Davalı vekili, davanın ticari nitelikte olup, ticaret mahkemesinde görülmesi gerektiğini, kaza saat 05'te olduğu halde alkol ölçümünün saat 07'de yapıldığını, rapor üzerinde düzeltme yapıldığını, dolayısıyla araç sürücüsünün kaza anında alkollü olduğundan hasarın teminat dışı olduğunu davanın reddini savunmuştur.

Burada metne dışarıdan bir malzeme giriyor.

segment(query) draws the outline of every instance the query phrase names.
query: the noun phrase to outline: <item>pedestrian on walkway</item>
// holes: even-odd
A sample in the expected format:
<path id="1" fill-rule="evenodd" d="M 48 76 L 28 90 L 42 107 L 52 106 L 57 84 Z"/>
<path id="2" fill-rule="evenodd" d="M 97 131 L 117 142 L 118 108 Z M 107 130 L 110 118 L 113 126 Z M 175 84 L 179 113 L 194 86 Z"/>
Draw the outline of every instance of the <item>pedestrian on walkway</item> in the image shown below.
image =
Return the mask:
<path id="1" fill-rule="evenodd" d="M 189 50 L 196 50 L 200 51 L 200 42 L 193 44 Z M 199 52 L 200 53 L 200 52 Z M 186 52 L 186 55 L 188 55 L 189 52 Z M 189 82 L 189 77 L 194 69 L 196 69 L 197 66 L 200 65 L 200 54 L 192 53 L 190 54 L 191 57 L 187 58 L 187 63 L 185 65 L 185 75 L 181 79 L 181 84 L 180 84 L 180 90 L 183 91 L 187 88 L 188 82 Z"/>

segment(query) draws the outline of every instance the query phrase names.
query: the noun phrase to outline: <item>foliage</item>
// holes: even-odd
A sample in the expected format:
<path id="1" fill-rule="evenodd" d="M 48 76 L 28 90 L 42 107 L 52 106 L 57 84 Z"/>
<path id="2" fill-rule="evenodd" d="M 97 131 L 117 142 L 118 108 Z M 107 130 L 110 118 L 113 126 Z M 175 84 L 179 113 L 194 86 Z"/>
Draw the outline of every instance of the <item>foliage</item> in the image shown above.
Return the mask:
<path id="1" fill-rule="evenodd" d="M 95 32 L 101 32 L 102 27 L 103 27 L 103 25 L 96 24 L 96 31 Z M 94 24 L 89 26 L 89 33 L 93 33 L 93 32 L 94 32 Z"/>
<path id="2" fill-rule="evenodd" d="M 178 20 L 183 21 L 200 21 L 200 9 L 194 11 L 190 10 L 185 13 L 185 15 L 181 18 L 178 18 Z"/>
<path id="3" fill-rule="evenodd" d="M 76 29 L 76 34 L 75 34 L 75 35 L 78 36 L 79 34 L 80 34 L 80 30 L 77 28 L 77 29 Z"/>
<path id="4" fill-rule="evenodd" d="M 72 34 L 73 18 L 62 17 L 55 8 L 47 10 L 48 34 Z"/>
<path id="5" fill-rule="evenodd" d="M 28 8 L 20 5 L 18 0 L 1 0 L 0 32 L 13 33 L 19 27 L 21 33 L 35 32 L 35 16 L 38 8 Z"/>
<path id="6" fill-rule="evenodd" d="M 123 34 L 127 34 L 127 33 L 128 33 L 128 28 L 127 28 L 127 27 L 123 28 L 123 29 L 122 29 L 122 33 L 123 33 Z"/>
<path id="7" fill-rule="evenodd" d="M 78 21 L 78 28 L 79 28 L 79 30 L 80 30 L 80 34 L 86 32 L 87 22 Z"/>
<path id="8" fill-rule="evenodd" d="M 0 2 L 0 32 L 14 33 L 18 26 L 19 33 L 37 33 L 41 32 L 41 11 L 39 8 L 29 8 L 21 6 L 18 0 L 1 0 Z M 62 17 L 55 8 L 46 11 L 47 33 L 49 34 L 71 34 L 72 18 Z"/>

Mahkemece, iddia, savunma ve dosya arasındaki yazılara göre, trafik kazası sonrasında' alınan doktor raporundan araç sürücüsünün olay sırasında %50 promilo alkol aldığının tespit edildiği bu oranın Trafik Kanunu'na göre sarhoşluk sınırının altında kaldığı; Kasko Sigorta Poliçe Genel Şartlarının 55. maddesinde Trafik Kanunu uyarınca yasaklanan miktardan fazla içki almış olması halinde ödeme yapılamayacağının belirtilmiş olduğu ve davacı yön sürücüsünün yasada belirtilen sınırın altında alkol almış olduğunun anlaşıldığı, miktar konusunda uyuşmazlık bulunmadığı gerekçesiyle, davanın kabulü ile, 144.385.000 TL.'nin, 24.10.1996 tarihinden itibaren işleyecek %57 reeskont faizi ile birlikte davalıdan tahsiline karar verilmiştir.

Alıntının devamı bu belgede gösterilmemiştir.